Keywords: cognitive impairment, visuospatial, screening, posterior cortical atrophy, Alzheimer’s disease
Introduction
Non-amnestic cognitive changes are common in aging adults with neurodegenerative syndromes (Possin, 2010) and have been linked with younger ages of onset of Alzheimer’s disease (AD) pathology (Barnes et al., 2015; Blenkinsop et al., 2020). However, these symptoms are frequently under-recognized in clinical evaluations, which can lead to inaccurate diagnosis and incomplete treatment plans. The limited evaluation of non-amnestic symptoms in clinical settings likely stems from both patient and provider factors: patients may not identify these cognitive changes as relevant to their clinical evaluation and providers may not have access to appropriate non-memory screening measures (Bradford et al., 2009; Crutch et al., 2012; Holden et al., 2020). Non-memory symptoms have significant diagnostic and functional implications; enhanced detection of such symptoms would improve accuracy of complex syndrome diagnosis and benefit patient quality of life (de Vugt & Verhey, 2013; Dubois et al., 2016).

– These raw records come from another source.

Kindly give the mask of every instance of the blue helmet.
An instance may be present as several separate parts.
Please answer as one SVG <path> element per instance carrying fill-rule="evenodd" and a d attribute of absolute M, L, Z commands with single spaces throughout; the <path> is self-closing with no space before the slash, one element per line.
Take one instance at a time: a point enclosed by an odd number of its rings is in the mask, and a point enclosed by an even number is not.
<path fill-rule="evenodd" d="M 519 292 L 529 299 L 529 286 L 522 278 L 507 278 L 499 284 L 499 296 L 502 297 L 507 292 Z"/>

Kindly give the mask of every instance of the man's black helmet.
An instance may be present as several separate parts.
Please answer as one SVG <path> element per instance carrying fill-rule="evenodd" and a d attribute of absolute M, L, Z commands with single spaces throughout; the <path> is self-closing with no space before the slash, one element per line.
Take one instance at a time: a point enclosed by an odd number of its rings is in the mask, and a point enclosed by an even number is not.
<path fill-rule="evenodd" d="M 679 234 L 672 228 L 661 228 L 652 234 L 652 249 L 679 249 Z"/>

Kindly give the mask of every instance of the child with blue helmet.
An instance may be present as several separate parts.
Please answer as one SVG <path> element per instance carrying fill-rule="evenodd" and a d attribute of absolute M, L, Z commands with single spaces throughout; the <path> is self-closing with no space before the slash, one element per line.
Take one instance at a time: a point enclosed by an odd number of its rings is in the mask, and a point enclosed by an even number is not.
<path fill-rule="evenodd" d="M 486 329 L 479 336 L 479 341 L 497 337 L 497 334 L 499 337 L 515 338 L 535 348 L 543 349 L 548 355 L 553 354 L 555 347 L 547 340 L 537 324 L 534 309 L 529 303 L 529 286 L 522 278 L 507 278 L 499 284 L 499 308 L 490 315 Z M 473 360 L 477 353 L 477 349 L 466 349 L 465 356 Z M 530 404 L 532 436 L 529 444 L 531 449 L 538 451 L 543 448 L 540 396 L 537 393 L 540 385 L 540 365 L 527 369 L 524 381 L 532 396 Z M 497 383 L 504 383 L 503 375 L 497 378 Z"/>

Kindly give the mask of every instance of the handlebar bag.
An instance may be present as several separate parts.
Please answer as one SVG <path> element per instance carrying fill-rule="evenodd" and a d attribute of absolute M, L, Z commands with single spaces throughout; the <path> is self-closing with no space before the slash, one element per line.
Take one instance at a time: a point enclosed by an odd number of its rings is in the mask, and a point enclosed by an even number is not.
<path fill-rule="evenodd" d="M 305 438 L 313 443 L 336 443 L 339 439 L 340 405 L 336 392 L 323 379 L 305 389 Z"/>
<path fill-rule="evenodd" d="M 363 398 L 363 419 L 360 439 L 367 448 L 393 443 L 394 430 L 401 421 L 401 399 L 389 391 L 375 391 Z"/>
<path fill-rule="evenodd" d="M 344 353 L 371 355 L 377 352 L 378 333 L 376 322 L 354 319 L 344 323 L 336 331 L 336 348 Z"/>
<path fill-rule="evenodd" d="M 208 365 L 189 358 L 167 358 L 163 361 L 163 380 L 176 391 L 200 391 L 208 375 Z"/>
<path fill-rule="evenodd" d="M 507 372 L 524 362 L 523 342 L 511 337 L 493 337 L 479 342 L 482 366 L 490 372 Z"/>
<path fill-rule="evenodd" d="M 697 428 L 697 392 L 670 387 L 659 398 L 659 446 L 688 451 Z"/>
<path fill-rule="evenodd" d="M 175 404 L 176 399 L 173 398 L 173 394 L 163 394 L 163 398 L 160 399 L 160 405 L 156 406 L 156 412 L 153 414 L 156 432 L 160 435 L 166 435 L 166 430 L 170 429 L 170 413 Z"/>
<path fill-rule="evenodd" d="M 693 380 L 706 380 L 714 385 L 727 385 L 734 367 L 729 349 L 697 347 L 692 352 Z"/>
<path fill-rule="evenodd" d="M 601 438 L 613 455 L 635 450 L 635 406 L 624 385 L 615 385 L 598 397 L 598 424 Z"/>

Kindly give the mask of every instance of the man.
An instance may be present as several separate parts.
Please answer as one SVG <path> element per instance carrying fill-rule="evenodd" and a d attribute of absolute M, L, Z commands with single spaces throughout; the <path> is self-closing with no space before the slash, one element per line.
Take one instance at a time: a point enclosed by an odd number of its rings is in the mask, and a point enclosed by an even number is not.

Symptoms arising from posterior cortical dysfunction are among the most underappreciated indicators of degenerative disease (Crutch et al., 2017). These symptoms include dysfunction of cognitive processes subserved by occipital, posterior parietal, and posterior temporal regions of the brain and may manifest as visuospatial and visuoperceptual difficulties, as well as dysfunction in non-visual realms including dyspraxia, left/right disorientation, and dyscalculia (Crutch et al., 2012; Possin, 2010; Salimi et al., 2018). Posterior cortical signs and symptoms that are prominent, progressive, and evident early in a disease course, with relative sparing of memory and other cognitive domains, are the core features of posterior cortical atrophy (PCA) syndrome, an atypical neurodegenerative syndrome most commonly due to underlying AD pathology (Crutch et al., 2017). Posterior cortical symptoms are also present in amnestic AD and Lewy body dementia (LBD), with these patients performing worse than healthy aging adults on “dorsal stream” neuropsychological measures of visual localization and angle discrimination, as well as “ventral stream” indicators of object recognition (Possin, 2010; Quental et al., 2009). Moreover, people with AD often display progressive loss of calculation abilities over time (Martin et al., 2003). Symptoms may vary in severity due to the temporal sequence and topographic distribution of neuropathology, but the majority of patients with neurodegenerative dementia will display some degree of posterior cortical dysfunction as their disease progresses.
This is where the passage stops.